知慮浅薄は年齢には関係ないと思うが、刑法的には未成年者のみを問題にするのだ。なるほど。
未成年者の間抜けに乗じて、では威厳を損なう。「未成年者の知慮浅薄に乗じて」、いいね。
「人の心神耗弱に乗じて」。認知症のお年寄りを騙すのなんか、ばりばりこれは当たりそう。
認知症のお年寄りの成年後見人となった弁護士や何かが、お年寄りの財産を横領する、その裁判はときどき法廷へ出てくる。罪名は「業務上横領」だ。
詐欺も準詐欺も業務上横領も法定刑は「10年以下の懲役」。
傍聴マニアになって今年で19年目。開廷表に「準詐欺」の罪名を見たことがない。うーん、どうなってんだろ。
成年後見人については業務上横領で扱えるし、知慮浅薄とか心神耗弱とか立証がめんどくさい、そういことなのかなぁ。
被害者には申し訳ないけども、裁判傍聴マニアとしては「準詐欺」をいっぺん傍聴してみたい!
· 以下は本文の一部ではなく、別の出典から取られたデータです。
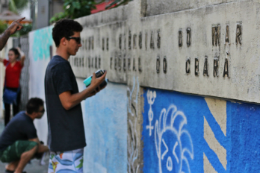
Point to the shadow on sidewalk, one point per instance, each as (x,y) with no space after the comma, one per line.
(34,166)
※2023年2月23日追記、お詫びと訂正: 上の記事を書いた時点で、超絶マニアックデータその2に、事件名に「準詐欺」を含む事件が3件あった。そしてなんと、うち1件を2013年に私は傍聴していた。超絶マニアックデータその1の備考欄によると、84歳の認知症女性から6600万円を詐取した事件らしい。求刑は懲役7年、判決は懲役6年。その後に続々と傍聴した刺激的な事件の数々の、その下にすっかり埋もれていたようだ、申し訳ない。けれどもこういうことは“あるある”かと思う。超絶マニアックデータを何重にも保存し、常にチェックしよう。